GitHub supports special blockquote syntax for callout boxes. These are widely used in documentation:

GitHub Alerts
> [!NOTE]
> Useful information that users should know,
> even when skimming content.

> [!TIP]
> Helpful advice for doing things better or
> more easily.

> [!IMPORTANT]
> Key information users need to know to
> achieve their goal.

> [!WARNING]
> Urgent info that needs immediate user
> attention to avoid problems.

> [!CAUTION]
> Advises about risks or negative outcomes
> of certain actions.

Autolinks

Markdown
# URLs become clickable automatically
Visit https://github.com for more info.

# Issue and PR references
#123         Links to issue/PR #123
GH-123       Alternative format

# Cross-repo references
owner/repo#123  Links to issue in another repo

# @mentions
@username    Mentions a user (sends notification)
@org/team    Mentions an entire team

# SHA references
a1b2c3d      Links to a specific commit

Task Lists in Issues and PRs

Task lists in GitHub issues and pull requests are interactive — you can check and uncheck them directly in the rendered view.

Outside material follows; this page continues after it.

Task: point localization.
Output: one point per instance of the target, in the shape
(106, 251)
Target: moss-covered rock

GitHub also shows progress in the issue list.

Issue with Task List
## Release Checklist

- [x] Update version number
- [x] Run full test suite
- [x] Update CHANGELOG.md
- [ ] Create release notes
- [ ] Tag release in git
- [ ] Publish to npm
- [ ] Announce on social media

# GitHub shows: 3/7 tasks completed

GitHub Profile README

Create a special repository with the same name as your GitHub username to display a README on your profile page:

Profile README Example
# Hi there, I'm Jane 👋

## About Me
Full-stack developer passionate about AI and
open source. Currently building tools for
developer productivity.

## Tech Stack
![Python](https://img.shields.io/badge/-Python-3776AB?logo=python&logoColor=white)
![TypeScript](https://img.shields.io/badge/-TypeScript-3178C6?logo=typescript&logoColor=white)
![React](https://img.shields.io/badge/-React-61DAFB?logo=react&logoColor=black)

## GitHub Stats
![Stats](https://github-readme-stats.vercel.app/api?username=janedoe&show_icons=true)

GitHub Pages

GitHub Pages lets you publish Markdown files as a website directly from your repository. It uses Jekyll (a static site generator) to convert Markdown to HTML.

  1. Create a repository

    Name it username.github.io for a personal site, or enable Pages on any repository.

  2. Add Markdown files

    Your index.md or README.md becomes the homepage. Other .md files become pages.

  3. Enable GitHub Pages

    Go to Settings > Pages and select your source branch. Choose a Jekyll theme if desired.

  4. Publish

    Your site is live at https://username.github.io. Updates deploy automatically on push.

Pro tip: Use GitHub's built-in badges to add status indicators to your README: build status, code coverage, version number, license, and download counts. Services like shields.io provide customizable badge images that update automatically.